Die Zeit wird zur Ewigkeit, verliert ihr Gefüge.

Schweigend steht Ina vor dem geöffneten Fenster und schaut in den Apfelbaum. Sie ist erschöpft, schließt die Augen. Nur die Ohren lauschen. Gesang in den Zweigen, Blätterrascheln im Wind, Taubengurren, spielende Kinder auf der Strasse, ein Mensch, der vorrübergeht und einen Rollkoffer hinter sich herzieht,…..

Sie verliert sich in Geräuschen und lässt von sich ab. Nichts steht zwischen ihr und der Welt. Alles wird eins, fließt und strömt im gleichen Rhythmus, tanzt zur gleichen Melodie.

Leise wird es und dicht. Schwerelosigkeit für einen langen Augenblick .

Bis Ina zurückkehrt in ihre Haut, Tauben und Wind wieder hört und das langsame Pochen des eigenen Herzens. Sie öffnet die Augen – erfrischt und erholt.

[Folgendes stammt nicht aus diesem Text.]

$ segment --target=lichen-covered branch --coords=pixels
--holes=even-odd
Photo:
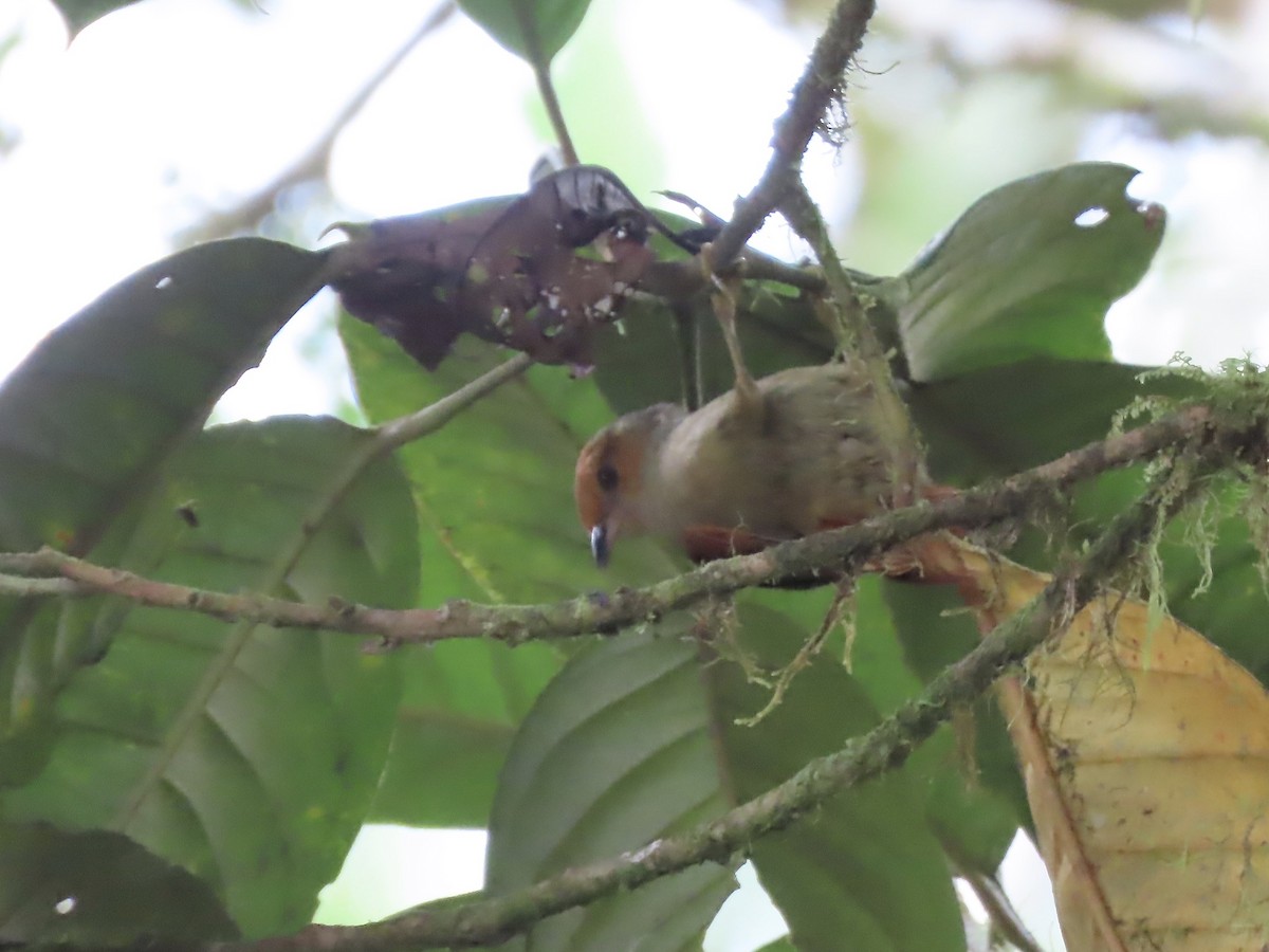
[[[397,446],[405,438],[435,428],[476,399],[481,388],[496,386],[516,372],[519,358],[468,385],[447,404],[440,401],[411,418],[386,428],[385,443]],[[496,376],[495,376],[496,374]],[[1206,406],[1178,414],[1091,443],[1049,463],[1011,476],[995,486],[967,490],[938,504],[923,503],[874,517],[857,526],[822,532],[787,542],[755,555],[737,556],[702,566],[642,589],[591,593],[565,602],[541,605],[481,605],[450,602],[440,608],[391,611],[343,602],[303,604],[258,594],[211,592],[146,579],[75,559],[53,550],[0,555],[0,592],[19,595],[71,595],[109,593],[138,604],[199,612],[232,622],[278,627],[324,628],[379,638],[385,649],[431,644],[449,638],[487,637],[509,644],[534,638],[569,638],[591,633],[614,633],[623,627],[687,608],[706,598],[761,585],[780,579],[806,579],[816,571],[862,565],[868,559],[916,536],[948,527],[983,527],[1018,518],[1044,506],[1063,487],[1151,458],[1189,447],[1216,447],[1232,461],[1247,446],[1259,446],[1263,421],[1258,419],[1218,424]]]
[[[717,820],[655,840],[642,849],[565,869],[505,896],[420,908],[369,925],[313,925],[289,938],[225,943],[216,948],[222,952],[263,948],[280,952],[320,947],[341,952],[495,944],[549,915],[618,890],[636,889],[700,863],[726,862],[755,839],[789,826],[835,793],[900,767],[954,710],[982,694],[1003,671],[1019,664],[1042,641],[1061,633],[1101,589],[1105,579],[1138,552],[1160,515],[1174,513],[1185,498],[1188,491],[1179,491],[1175,481],[1164,490],[1148,493],[1110,524],[1079,566],[1055,576],[1027,608],[939,674],[919,698],[838,753],[812,760],[789,779]]]
[[[873,0],[839,0],[832,9],[802,77],[793,86],[788,108],[775,121],[766,170],[753,190],[736,202],[731,221],[713,241],[716,269],[727,268],[798,180],[802,154],[841,93],[841,77],[859,52],[873,9]]]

Der Sommer will nicht enden

In diesem Jahr scheint der Sommer nicht enden zu wollen. Was ist los? Rumpelstilzchen aus dem Märchen ist außer Kontrolle geraten und die Regentrude liegt wohl im Sterben. Ob ein verzauberter Frosch sie noch wecken könnte? Packen wir die Regentrommel aus und trommeln gegen den ewigblauen Himmel an.

Und trommeln wir uns auch selber wach, denn es ist Zeit, in uns selbst etwas zu ändern, damit neue Bäume in den Himmel wachsen können und unsere Enkelkinder in ihrem Schatten ausruhen dürfen.

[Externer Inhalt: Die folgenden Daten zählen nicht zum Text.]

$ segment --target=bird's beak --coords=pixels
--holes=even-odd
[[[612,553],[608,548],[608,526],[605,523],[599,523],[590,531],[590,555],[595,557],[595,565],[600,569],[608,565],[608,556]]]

Oh, und mir fällt ein, meine Geschichte von den sieben Türen will weiter geschrieben werden, gerade da, wo ich vor zwei Monaten stehen geblieben bin:

bei dem Wald , der um eine zerstörte Stadt in den Himmel wächst, um den Menschen wieder Hoffnung zu geben. Ich kann nicht warten, bis es irgendwann einmal Spätsommer oder Herbst geworden ist.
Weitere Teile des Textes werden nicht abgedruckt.